Offenbar ist ein so rasantes Wachstum wie bei Protector nur zu machen wenn gleichzeitig die Preise wesentlich unter der Konkurrenz liegen. In Norwegen hat die offenbar nachgezogen, was nun auf die Gewinne schlägt. Ich habe (siehe voriger Artikel) mit 15 bis 20% Wachstum gerechnet, was sie in der Vergangenheit auch mit guter Profitabilität geschafft haben. Ich rechne nun damit, dass Protector vorsichtiger wird und in den reiferen Märkten wie angekündigt die Preise erhöht und auf eventuell unprofitables Geschäft lieber verzichtet. Dort sollte das Wachstum daher auf eher 10% fallen. Allerdings ist Schweden für Protector noch nicht wirklich ein reifer Markt und in Großbritannien sind sie absolut neu und müssen erst einmal einen nachhaltigen Markteinstieg schaffen. Dort wird in Zukunft auch das Wachstum herkommen, und ich rechne mit sehr deutlich zweistelligen Wachstumsraten in diesen beiden Ländern. Im Durchschnitt halte ich daher an einer Wachstumsschätzung von 10 – 15% pro Jahr fest.

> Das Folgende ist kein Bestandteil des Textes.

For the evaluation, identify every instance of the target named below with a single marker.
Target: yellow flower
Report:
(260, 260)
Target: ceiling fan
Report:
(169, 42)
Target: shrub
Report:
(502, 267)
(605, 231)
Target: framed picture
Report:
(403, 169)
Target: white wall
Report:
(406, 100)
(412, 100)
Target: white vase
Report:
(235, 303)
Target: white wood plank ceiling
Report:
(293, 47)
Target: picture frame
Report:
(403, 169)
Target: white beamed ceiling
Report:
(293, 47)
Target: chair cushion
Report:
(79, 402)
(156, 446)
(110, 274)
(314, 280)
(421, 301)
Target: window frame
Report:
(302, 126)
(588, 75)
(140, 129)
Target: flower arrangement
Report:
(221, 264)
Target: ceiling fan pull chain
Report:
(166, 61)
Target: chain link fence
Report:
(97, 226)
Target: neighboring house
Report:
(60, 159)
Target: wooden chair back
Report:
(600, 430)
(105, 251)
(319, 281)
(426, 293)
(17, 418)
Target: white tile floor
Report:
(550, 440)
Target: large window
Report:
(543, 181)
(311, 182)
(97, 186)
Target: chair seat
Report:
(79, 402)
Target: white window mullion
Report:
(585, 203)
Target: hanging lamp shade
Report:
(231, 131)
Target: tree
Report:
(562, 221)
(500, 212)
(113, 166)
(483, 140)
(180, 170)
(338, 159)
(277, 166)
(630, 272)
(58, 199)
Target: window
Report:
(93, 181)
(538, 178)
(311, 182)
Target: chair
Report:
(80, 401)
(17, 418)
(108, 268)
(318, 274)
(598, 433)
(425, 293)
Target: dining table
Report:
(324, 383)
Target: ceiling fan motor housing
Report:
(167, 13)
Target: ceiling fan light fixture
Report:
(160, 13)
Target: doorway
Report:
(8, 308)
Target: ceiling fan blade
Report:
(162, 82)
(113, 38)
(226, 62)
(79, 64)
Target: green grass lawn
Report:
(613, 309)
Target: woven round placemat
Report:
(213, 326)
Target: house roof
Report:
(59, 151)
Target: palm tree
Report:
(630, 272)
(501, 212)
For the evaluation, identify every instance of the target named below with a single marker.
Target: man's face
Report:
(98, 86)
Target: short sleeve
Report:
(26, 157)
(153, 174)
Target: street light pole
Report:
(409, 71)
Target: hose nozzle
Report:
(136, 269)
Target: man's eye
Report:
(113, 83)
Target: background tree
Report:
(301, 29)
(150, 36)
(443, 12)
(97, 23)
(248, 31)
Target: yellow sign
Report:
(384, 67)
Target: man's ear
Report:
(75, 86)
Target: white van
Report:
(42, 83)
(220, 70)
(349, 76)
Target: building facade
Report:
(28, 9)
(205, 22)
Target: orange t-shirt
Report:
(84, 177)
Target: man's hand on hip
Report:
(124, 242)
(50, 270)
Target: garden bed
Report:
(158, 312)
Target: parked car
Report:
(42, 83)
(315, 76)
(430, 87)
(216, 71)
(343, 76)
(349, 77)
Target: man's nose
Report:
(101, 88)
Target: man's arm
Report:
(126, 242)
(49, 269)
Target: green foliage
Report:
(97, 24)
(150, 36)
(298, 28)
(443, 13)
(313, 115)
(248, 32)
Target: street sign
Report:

Die Profitabilität ist bei Protector stark abhängig vom Kapitalmarkt. Ich habe von Anfang an damit gerechnet, dass der Aktienkurs zwischenzeitlich mal deutlich abstürzen kann wenn die Anlageergebnisse z.B. während eines Marktcrashs negativ werden und die Firma damit Verluste erleidet. Nun ist das durch hausgemachte Probleme schon ohne einen Crash passiert.
Ein Teil meiner Investmentthese ist aber, dass ich den Eindruck habe bei Protector in einen sehr ehrgeizigen und fokussierten CEO zu investieren, der auch in schwierigen Zeiten schnell die richtigen Entscheidungen trifft und der zudem durch seine eigenen Anteile (und die in seiner Familie verteilten) hoch motiviert ist mit der Firma entsprechend gute Gewinne einzufahren.
Aus diesem Grund und da die Firma umfassende Preisanpassungen angekündigt hat glaube ich, dass die Probleme mit der schlechten Schadensquote bald behoben werden. Zu beachten ist allerdings, dass Protector viele Verträge erst zum Jahr 2019 anpassen kann, und bis dahin noch auf einigen unprofitablen Verträgen sitzt. Für 2018 erwarte ich daher selbst bei stabilen Aktienmärkten nicht mehr als 1 bis 2 NOK Gewinn pro Aktie zu sehen, bei einem sich verlangsamenden Prämienwachstum.
Ab 2019 allerdings sollte sich der Gewinn dank der Preiserhöhungen aber wieder erholen, mit eventuell stagnierendem Umsatz. Ich glaube nicht, dass die etablierten Versicherungen mit ihren höheren Kosten längerfristig günstigere Verträge als Protector anbieten können und wollen, im Gegensatz leiden auch die anderen Anbieter unter den niedrigen Preisen. Nachdem im gesamten Markt eine Preiserhöhungsrunde vollzogen wurde, würde ich einen Gewinn von 5% des Prämienvolumens und 3-4% des Anlagevolumens als “normal” ansehen. Bereits mit der aktuellen Größe von Protector (10,5 Mrd NOK verwaltete Gelder, Netto-Prämieneinnahmen von geschätzt 3,3-3,5 Mrd NOK im Jahr) entspräche dies mindestens 500 Mio NOK im Jahr. Protector selbst rechnet mit schwachen Wachstumsraten in 2019 und wieder stärkeren ab 2020. Langfristig kommt also noch Wachstum hinzu.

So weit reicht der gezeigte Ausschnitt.